I was chatting online last night with someone I’ve known for a few months. We’ve talked several times before and although we don’t know each other very well, I consider her a friend. Without going into details, she is going through a pretty rough time.

I’d offered what I hoped was gentle support as well as suggesting a few options in response to what she was saying and things we’d talked about in the past. She quietly thanked me for my suggestions but mostly didn’t seem to pick up on them. I realised I was perhaps trying too hard, and messaged her privately. The following is excerpted from our conversation, with her permission.

You get to tell me if I am being too pushy, suggesting things all the time. You won’t hurt my feelings if you tell me. You are the one living with all this, day after day.
Sometimes you need to remember that things aren’t as straightforward as they should be. And that can be because I can’t do something because I’m ill, or because the services/help/support isn’t there.
Thank you.
What for?
For being straight with me.
... also, most of the time when I’m upset, I’m not looking for a solution, just support and kindness. But I know it’s hard not to want to try to find one!
Yes it is! I’m smiling, because I should know that one by now! You are fab, and I am glad to know you.
And you’re silly!

I was still thinking about our exchange as I walked into work this morning. I’m used to navigating things with Fran. We are close friends with a good deal of history behind us now. We have been through a lot together, as you might say, and whilst I don’t get it right all the time — far from it! — if I say or do something that is unhelpful to her (or vice versa) we generally let the other know there and then and get it cleared up.

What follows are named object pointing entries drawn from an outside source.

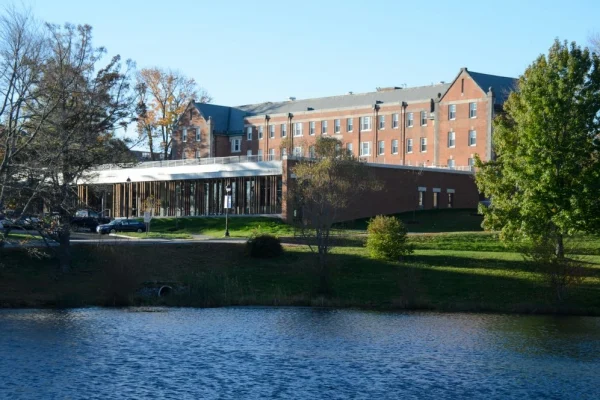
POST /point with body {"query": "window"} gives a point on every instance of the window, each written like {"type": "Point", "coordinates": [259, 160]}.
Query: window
{"type": "Point", "coordinates": [472, 138]}
{"type": "Point", "coordinates": [452, 111]}
{"type": "Point", "coordinates": [472, 110]}
{"type": "Point", "coordinates": [451, 139]}
{"type": "Point", "coordinates": [236, 145]}
{"type": "Point", "coordinates": [365, 123]}
{"type": "Point", "coordinates": [297, 129]}
{"type": "Point", "coordinates": [395, 121]}
{"type": "Point", "coordinates": [365, 149]}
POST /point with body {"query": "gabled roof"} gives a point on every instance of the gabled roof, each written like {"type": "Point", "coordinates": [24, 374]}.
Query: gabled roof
{"type": "Point", "coordinates": [395, 95]}
{"type": "Point", "coordinates": [501, 85]}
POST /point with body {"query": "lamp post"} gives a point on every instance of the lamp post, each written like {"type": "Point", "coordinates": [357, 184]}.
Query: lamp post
{"type": "Point", "coordinates": [127, 199]}
{"type": "Point", "coordinates": [227, 205]}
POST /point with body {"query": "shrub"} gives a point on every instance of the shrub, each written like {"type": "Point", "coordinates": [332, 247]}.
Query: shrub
{"type": "Point", "coordinates": [387, 238]}
{"type": "Point", "coordinates": [263, 246]}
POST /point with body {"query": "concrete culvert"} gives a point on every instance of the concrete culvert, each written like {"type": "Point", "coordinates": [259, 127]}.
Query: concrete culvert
{"type": "Point", "coordinates": [164, 291]}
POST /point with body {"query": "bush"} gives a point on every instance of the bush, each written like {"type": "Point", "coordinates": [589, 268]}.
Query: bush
{"type": "Point", "coordinates": [263, 246]}
{"type": "Point", "coordinates": [387, 238]}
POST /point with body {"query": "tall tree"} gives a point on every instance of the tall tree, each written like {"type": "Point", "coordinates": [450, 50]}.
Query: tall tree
{"type": "Point", "coordinates": [326, 186]}
{"type": "Point", "coordinates": [545, 181]}
{"type": "Point", "coordinates": [163, 96]}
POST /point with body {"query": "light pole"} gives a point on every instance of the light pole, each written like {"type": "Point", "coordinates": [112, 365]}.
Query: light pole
{"type": "Point", "coordinates": [126, 199]}
{"type": "Point", "coordinates": [227, 205]}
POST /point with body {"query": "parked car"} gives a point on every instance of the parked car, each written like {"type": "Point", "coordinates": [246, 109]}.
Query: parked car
{"type": "Point", "coordinates": [87, 219]}
{"type": "Point", "coordinates": [122, 225]}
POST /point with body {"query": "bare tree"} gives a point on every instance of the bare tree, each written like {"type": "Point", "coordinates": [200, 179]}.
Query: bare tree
{"type": "Point", "coordinates": [162, 96]}
{"type": "Point", "coordinates": [324, 188]}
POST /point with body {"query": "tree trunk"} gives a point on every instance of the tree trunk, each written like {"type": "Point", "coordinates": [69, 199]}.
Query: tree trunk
{"type": "Point", "coordinates": [64, 249]}
{"type": "Point", "coordinates": [560, 247]}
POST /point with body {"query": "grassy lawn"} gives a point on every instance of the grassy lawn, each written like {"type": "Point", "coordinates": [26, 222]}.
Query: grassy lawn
{"type": "Point", "coordinates": [218, 274]}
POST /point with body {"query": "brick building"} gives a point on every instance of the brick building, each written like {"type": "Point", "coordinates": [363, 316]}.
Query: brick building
{"type": "Point", "coordinates": [444, 124]}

It is fundamental to our friendship, and my ability to be a supportive friend, that each of us feels safe expressing and exploring what we feel and think. But not everyone is able to do that, or wants to do that, or trusts enough to do that, with me or with others. And that is okay.

It felt good that my new friend trusted me enough to speak up, rather than keeping quiet for fear of upsetting, angering or distancing me. I hope she feels that was a healthy thing she did, even though it was something I imposed upon her by my clumsy approach. For my part, I got a valuable reminder that each person and friendship is different, and a person's needs vary. Practical assistance, suggestions or challenge may be appropriate responses at times, but what is most needful is to listen. To simply be there, open and present to what is happening.

It cost my friend energy and effort to remind me of that. I hope she feels her silly friend is worth it.